August 17, 2020
Over the course of the summer, I have had many opportunities to check out media related to Chinese. It is not as easy as I thought to find things that really spark my interest (and work for my purposes), but I came to the conclusion that the best course of action would be to write about the materials I use to learn Chinese, as well as what I found this summer. This is going to be a bit long.
The most significant piece to me was a book called Modern Chinese Lexicology by Ge Benyi. It was a bit advanced (not the Chinese so much as the vocabulary in general), even though it had been translated into English only recently. It brought up every point I wanted to hear, everything that textbooks and online articles couldn't provide. The author writes with knowledge, and seems to cover just about everything from idioms to loanwords to the role of vocabulary in the Chinese language.
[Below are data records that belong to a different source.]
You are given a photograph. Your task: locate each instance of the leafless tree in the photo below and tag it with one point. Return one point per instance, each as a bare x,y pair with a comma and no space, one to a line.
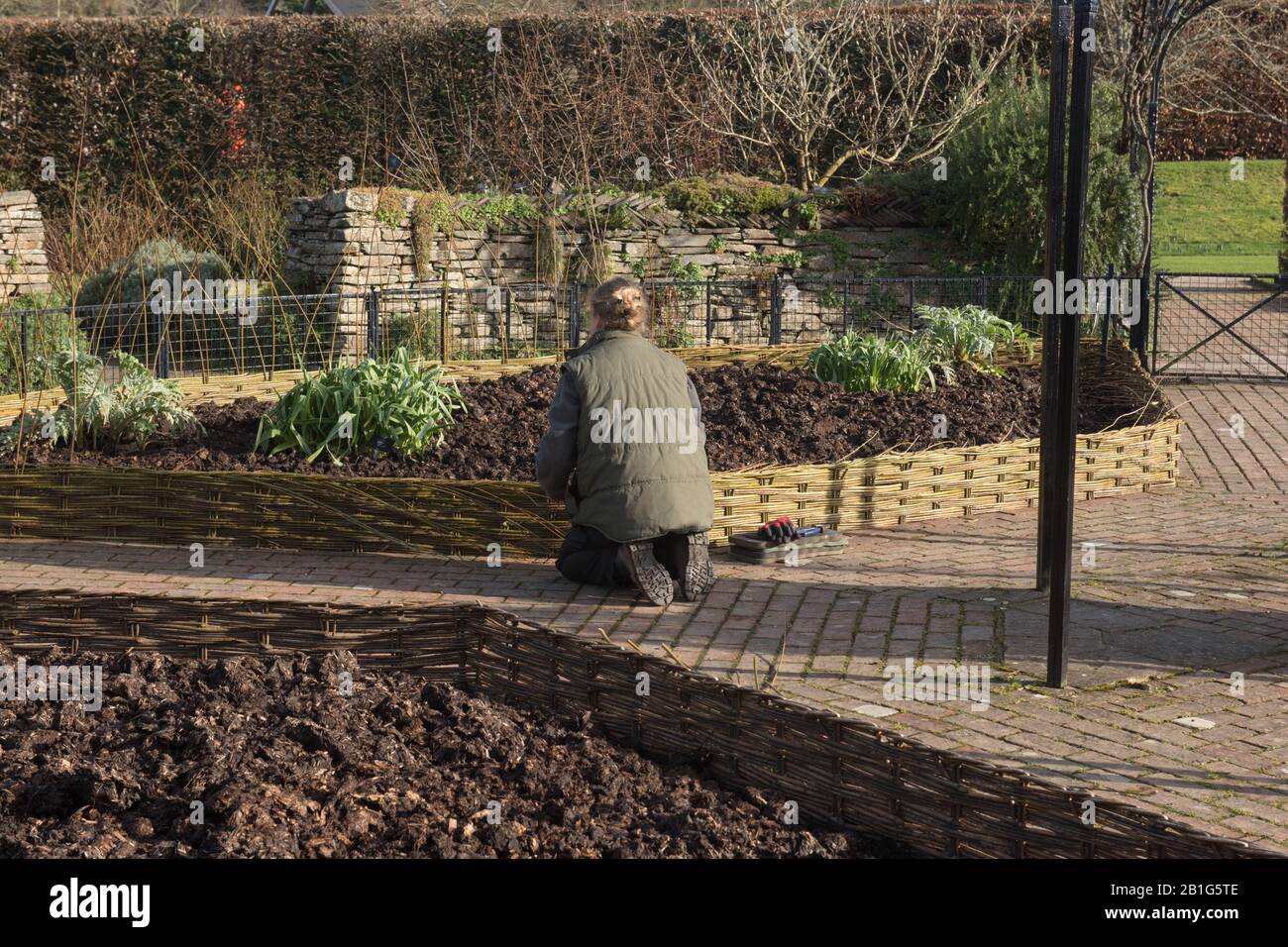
853,84
1149,31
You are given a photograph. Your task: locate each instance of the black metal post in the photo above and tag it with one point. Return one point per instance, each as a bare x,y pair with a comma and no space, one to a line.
1111,313
711,320
1060,526
1059,97
1140,331
373,324
574,320
776,313
24,342
505,339
163,348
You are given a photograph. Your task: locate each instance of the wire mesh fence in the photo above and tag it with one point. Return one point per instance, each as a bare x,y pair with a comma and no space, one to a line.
266,334
1220,326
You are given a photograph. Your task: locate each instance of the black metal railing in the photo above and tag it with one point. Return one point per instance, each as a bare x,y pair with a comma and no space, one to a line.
1210,325
267,334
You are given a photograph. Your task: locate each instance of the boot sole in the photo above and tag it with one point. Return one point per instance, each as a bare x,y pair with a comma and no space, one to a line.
648,575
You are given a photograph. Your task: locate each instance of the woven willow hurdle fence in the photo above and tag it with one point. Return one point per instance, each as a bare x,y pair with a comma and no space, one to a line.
841,772
292,510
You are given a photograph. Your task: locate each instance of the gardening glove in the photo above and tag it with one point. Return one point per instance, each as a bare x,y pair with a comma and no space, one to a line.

When I start learning words, I always write them down along with their pronunciation and definition before anything else. Around early June, I finished doing this for the HSK (proficiency exam). For reference, the entirety of my studies in that test were composed of 5000+ words. As I neared the end (the last half, which also happened to be the sixth and final level), I noticed more and more idioms, loanwords, and all sorts of things I'd never seen beginning to crop up. Many of these idioms included historical references- ancient and classical Chinese references. Textbooks and word lists alone couldn't convey the meaning, as you needed to know the reference to understand. This meant many hours spent looking through primary source, ancient Chinese documents trying to understand a single term. I even found myself once pouring through the Confucian Analects.